# Use The Chain Rule To Prove f+g is Differentiable

• Jun 9th 2010, 05:20 PM
mathematicalbagpiper
Use The Chain Rule To Prove f+g is Differentiable
Let $f,g:E\longrightarrow F$ (finite normed vector spaces) be differentiable functions. Use the chain rule to prove that $f+g$ is also differentiable.

The chain rule has to do with composite functions, I know, so I know somehow I have to think of $f+g$ as a composite function, but I'm just not seeing it.
• Jun 19th 2010, 04:59 AM
Failure
Quote:

Originally Posted by mathematicalbagpiper
Let $f,g:E\longrightarrow F$ (finite normed vector spaces) be differentiable functions. Use the chain rule to prove that $f+g$ is also differentiable.

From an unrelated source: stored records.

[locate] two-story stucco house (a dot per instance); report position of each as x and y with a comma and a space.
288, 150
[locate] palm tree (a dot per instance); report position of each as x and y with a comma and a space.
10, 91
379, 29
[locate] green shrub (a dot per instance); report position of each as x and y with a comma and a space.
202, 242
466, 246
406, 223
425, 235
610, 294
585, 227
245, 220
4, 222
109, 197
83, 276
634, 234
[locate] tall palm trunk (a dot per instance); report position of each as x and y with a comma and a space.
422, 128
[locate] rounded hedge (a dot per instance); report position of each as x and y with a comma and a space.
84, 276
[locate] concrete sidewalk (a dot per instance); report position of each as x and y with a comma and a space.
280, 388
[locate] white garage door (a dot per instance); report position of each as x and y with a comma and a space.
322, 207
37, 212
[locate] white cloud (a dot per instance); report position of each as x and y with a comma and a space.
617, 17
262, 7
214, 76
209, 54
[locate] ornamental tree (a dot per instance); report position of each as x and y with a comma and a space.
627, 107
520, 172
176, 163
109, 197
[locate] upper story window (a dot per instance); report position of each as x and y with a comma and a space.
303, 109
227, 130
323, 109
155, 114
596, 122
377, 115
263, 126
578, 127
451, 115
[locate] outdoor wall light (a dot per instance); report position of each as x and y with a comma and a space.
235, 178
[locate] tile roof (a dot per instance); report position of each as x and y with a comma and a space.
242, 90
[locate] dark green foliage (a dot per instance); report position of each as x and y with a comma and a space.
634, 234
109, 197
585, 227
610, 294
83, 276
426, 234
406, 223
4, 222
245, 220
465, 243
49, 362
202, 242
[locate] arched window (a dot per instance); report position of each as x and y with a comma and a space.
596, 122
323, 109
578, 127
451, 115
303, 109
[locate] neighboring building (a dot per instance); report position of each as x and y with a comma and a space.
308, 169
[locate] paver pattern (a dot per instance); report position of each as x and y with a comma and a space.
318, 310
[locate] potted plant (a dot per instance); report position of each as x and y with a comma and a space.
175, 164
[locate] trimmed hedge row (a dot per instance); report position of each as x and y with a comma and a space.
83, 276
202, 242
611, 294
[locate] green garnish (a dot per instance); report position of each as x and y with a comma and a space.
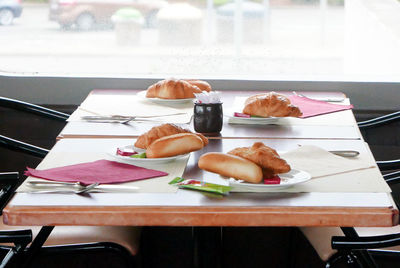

The chain rule has to do with composite functions, I know, so I know somehow I have to think of $f+g$ as a composite function, but I'm just not seeing it.

Let me see: You want to represent
$f+g\!:E\ni x\mapsto f(x)+g(x)\in F$
as the composition of two "functions", right?
$f\otimes g\!:E\ni x\mapsto (f(x),g(x))\in F^2$ and $+\!: F^2\ni (x,y) \mapsto x+y\in F$,
since you have that $f+g = +\circ \otimes$
(Surprised) Oops, that looks a bit funny, I must say. - What I mean is that $f+g$ equals "applying $+$ after $\otimes$", of course.
• Jun 19th 2010, 08:21 AM
Bruno J.
Failure has it right! (Funny thing to say (Rofl))

Remember that the map $(x,y)\mapsto x+y$ is differentiable, being a linear transformation.